Durante o mandato de Grego, a CBB pagou para a Krioar pela manutenção dos aparelhos de ar-condicionado da sede, no Rio de Janeiro. A empresa consta na Receita Federal como de propriedade de Diana Bozikis, mulher do ex-mandatário. Há um outro detalhe que chama a atenção: ao mesmo tempo em que pagava R$ 677,00 para a empresa familiar pela “manutenção”, emitia também notas no mesmo mês, como em março de 2009, para outra empresa do ramo, a Friomag Assistência Técnica pela limpeza de oito aparelhos, com valor bem menor, R$ 144,00. A reportagem não conseguiu apurar se as duas faziam manutenção dos aparelhos ou se apenas uma fazia e a outra apenas recebia.
A empresa dos Bozikis seguiu sendo beneficiada por negócios com a CBB mesmo depois da posse de Carlos Nunes, em 5 de maio de 2009. Embora durante o processo eleitoral tivessem discurso de distância e diferenças entre os dois, uma fatura de R$ 1.800,00 mostra a ação entre amigos na compra de um aparelho na Krioar. A data é pós-Grego, de 3 de junho de 2009.

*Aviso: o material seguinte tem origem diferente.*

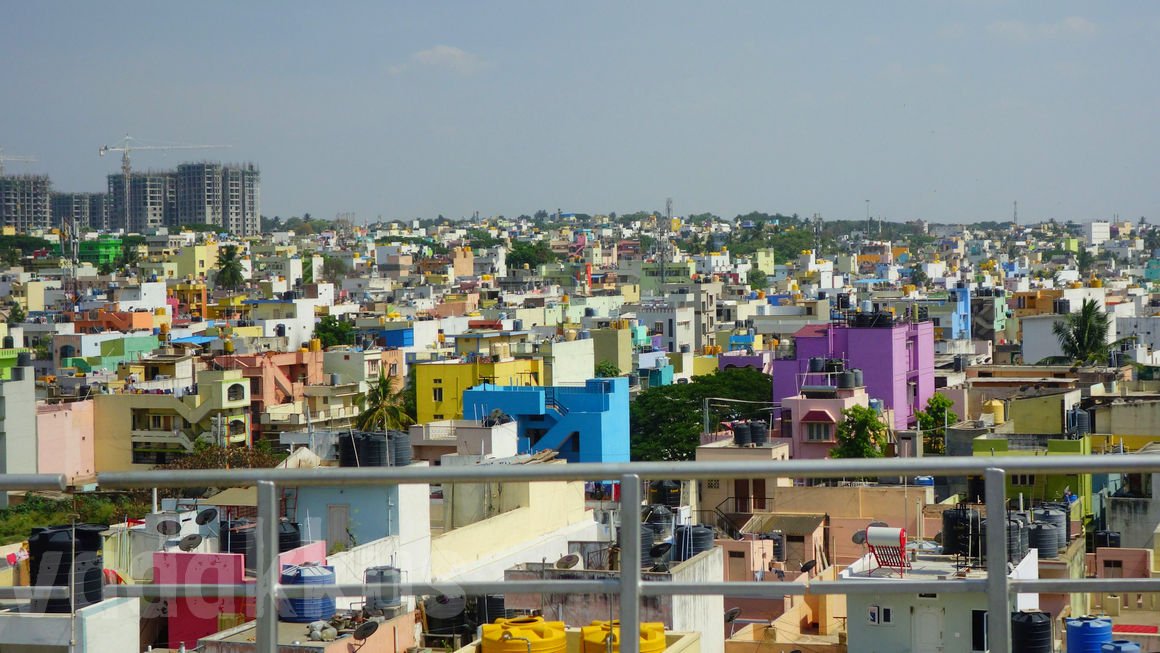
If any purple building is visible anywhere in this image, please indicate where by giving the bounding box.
[774,314,935,429]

A série de reportagens do UOL sobre a CBB mostrou ainda outras transações realizadas na gestão de Gersime Bozikis, como os negócios de pai para filho envolvendo um dirigente da entidade. Roberto Stuart Beck era o vice-presidente da CBB e integrante do conselho fiscal. No dia 15 de novembro de 2003, a CBB assina contrato com a Atto Sports Marketing. Sócio majoritário: André Stuart Beck, filho de Roberto, o braço direito de Gerasime Boziks. Antes da Atto, André constava em outra empresa de marketing com mais três sócios. De acordo com os registros da Receita Federal, a constituição da Atto, já sem os sócios da empreitada anterior, é em 11 de setembro de 2003, apenas dois meses antes da assinatura com a CBB.

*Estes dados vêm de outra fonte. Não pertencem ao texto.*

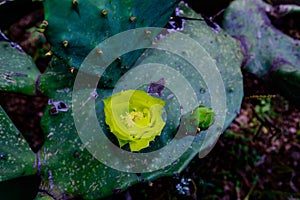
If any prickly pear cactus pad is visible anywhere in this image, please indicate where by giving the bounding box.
[44,0,178,71]
[137,4,243,156]
[104,90,166,151]
[0,106,37,182]
[40,2,243,199]
[0,41,40,95]
[223,0,300,106]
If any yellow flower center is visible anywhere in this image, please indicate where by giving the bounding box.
[121,109,149,128]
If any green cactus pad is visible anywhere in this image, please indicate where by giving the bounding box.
[44,0,177,76]
[38,57,76,97]
[0,42,40,95]
[0,107,37,182]
[223,0,300,106]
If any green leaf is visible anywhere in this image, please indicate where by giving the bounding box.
[41,4,243,199]
[0,107,37,182]
[0,42,40,95]
[44,0,178,88]
[223,0,300,106]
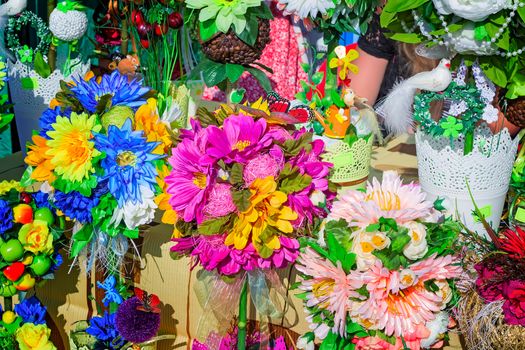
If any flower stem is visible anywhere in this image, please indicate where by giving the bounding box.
[237,277,248,350]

Além da proximidade entre a constituição da empresa que vai explorar o marketing da CBB e a assinatura do contrato entre ambas, existe uma outra data que merece atenção: cerca de um mês antes da constituição da Atto Sports, começa a entrar um volume de dinheiro jamais visto antes na entidade. É a assinatura do primeiro contrato CBB e Eletrobras, firmado em 14 de agosto de 2003. O ECP- 00012/2003, no valor de R$ 1.500.000,00 (um milhão e quinhentos mil reais). Objeto do contrato: "Seleções Brasileiras de Basquete Feminina Adulta, Sub-21, Juvenil e Cadete, e ao 6º Campeonato Nacional de Basquete Feminino Adulto".

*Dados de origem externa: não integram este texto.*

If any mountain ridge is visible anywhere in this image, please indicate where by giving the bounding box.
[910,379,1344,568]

Os tentáculos de Roberto Beck sob a gestão de Gerasime Boziks na CBB não se limitaram a fechar acordo com agência de marketing do filho. Também a empresa de assessoria contábil prestadora de serviços para a entidade é do guarda-chuva de Roberto Beck, a Dracma Assessoria Contábil. Em cujo site está contada a história de que a empresa foi fundada por funcionários da Cory Irmãos Comércio e Representação, pela qual Roberto Beck é citado em processos na justiça. Também no registro da Receita Federal, o endereço eletrônico da Atto para contato é o da Dracma. E o endereço constante na Receita não deixa dúvidas quanto aos elos: Cory Irmãos, Atto Sports e a antiga empresa de marketing, Sport Com Marketing, do filho de Roberto, tem o mesmo teto, no início da Avenida Rio Branco, centro do Rio de Janeiro.
Entre os documentos obtidos pela reportagem, está um e-mail que une as empresas prestadoras de serviço dos Beck na CBB, Atto e Dracma, trocado entre um diretor da entidade e um sócio da Dracma: "Sérgio estaremos fazendo amanhã o depósito de 1 mês, grato pela compreensão, em relação ao pagamento da ATTO SPORT FAREMOS na data de hoje".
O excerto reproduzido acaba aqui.